From: Magnus Karlsson <magnus.karlsson@gmail.com>
To: Stanislav Fomichev <sdf@google.com>
Cc: "Jesper Dangaard Brouer" <jbrouer@redhat.com>,
brouer@redhat.com, bpf@vger.kernel.org, ast@kernel.org,
daniel@iogearbox.net, andrii@kernel.org, martin.lau@linux.dev,
song@kernel.org, yhs@fb.com, john.fastabend@gmail.com,
kpsingh@kernel.org, haoluo@google.com, jolsa@kernel.org,
"Björn Töpel" <bjorn@kernel.org>,
"Karlsson, Magnus" <magnus.karlsson@intel.com>,
"xdp-hints@xdp-project.net" <xdp-hints@xdp-project.net>
Subject: [xdp-hints] Re: [RFC bpf-next v2 03/11] xsk: Support XDP_TX_METADATA_LEN
Date: Wed, 28 Jun 2023 10:09:17 +0200 [thread overview]
Message-ID: <CAJ8uoz0MuXYJE_a58PCtCypscZfevE2tgheC32e=zqEdNPgbnw@mail.gmail.com> (raw)
In-Reply-To: <CAKH8qBtdKHCnFWUiz8H_5miPF82nqKhG4Dfx9GbQYgWbYfERjg@mail.gmail.com>
On Mon, 26 Jun 2023 at 19:06, Stanislav Fomichev <sdf@google.com> wrote:
>
> On Sat, Jun 24, 2023 at 2:02 AM Jesper Dangaard Brouer
> <jbrouer@redhat.com> wrote:
> >
> >
> >
> > On 23/06/2023 19.41, Stanislav Fomichev wrote:
> > > On Fri, Jun 23, 2023 at 3:24 AM Jesper Dangaard Brouer
> > > <jbrouer@redhat.com> wrote:
> > >>
> > >>
> > >>
> > >> On 22/06/2023 19.55, Stanislav Fomichev wrote:
> > >>> On Thu, Jun 22, 2023 at 2:11 AM Jesper D. Brouer <netdev@brouer.com> wrote:
> > >>>>
> > >>>>
> > >>>> This needs to be reviewed by AF_XDP maintainers Magnus and Bjørn (Cc)
> > >>>>
> > >>>> On 21/06/2023 19.02, Stanislav Fomichev wrote:
> > >>>>> For zerocopy mode, tx_desc->addr can point to the arbitrary offset
> > >>>>> and carry some TX metadata in the headroom. For copy mode, there
> > >>>>> is no way currently to populate skb metadata.
> > >>>>>
> > >>>>> Introduce new XDP_TX_METADATA_LEN that indicates how many bytes
> > >>>>> to treat as metadata. Metadata bytes come prior to tx_desc address
> > >>>>> (same as in RX case).
> > >>>>
> > >>>> From looking at the code, this introduces a socket option for this TX
> > >>>> metadata length (tx_metadata_len).
> > >>>> This implies the same fixed TX metadata size is used for all packets.
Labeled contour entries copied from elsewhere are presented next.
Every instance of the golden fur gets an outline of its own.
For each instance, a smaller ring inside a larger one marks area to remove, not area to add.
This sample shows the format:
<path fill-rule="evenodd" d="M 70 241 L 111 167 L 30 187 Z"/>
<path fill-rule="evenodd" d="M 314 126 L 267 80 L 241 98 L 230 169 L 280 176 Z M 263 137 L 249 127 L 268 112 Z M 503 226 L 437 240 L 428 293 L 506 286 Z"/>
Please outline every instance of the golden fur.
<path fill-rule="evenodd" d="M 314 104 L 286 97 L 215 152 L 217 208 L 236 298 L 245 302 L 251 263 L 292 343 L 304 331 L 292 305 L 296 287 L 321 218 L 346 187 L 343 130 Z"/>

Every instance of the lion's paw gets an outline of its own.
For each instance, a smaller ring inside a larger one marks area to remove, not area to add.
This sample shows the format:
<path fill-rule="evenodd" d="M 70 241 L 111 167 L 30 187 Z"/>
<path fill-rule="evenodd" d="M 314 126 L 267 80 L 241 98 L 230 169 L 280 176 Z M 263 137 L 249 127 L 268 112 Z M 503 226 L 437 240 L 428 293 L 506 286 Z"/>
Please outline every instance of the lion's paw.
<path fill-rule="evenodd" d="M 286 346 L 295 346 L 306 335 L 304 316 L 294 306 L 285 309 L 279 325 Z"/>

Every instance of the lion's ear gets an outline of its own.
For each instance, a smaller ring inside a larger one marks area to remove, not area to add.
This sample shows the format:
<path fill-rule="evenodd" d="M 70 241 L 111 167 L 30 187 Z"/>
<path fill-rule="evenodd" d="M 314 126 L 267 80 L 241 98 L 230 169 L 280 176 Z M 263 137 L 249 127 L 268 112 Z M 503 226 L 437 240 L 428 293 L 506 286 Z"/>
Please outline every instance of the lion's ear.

> > >>>> Maybe describe this in patch desc.
> > >>>
> > >>> I was planning to do a proper documentation page once we settle on all
> > >>> the details (similar to the one we have for rx).
> > >>>
> > >>>> What is the plan for dealing with cases that doesn't populate same/full
> > >>>> TX metadata size ?
> > >>>
> > >>> Do we need to support that? I was assuming that the TX layout would be
> > >>> fixed between the userspace and BPF.
> > >>
> > >> I hope you don't mean fixed layout, as the whole point is adding
> > >> flexibility and extensibility.
> > >
> > > I do mean a fixed layout between the userspace (af_xdp) and devtx program.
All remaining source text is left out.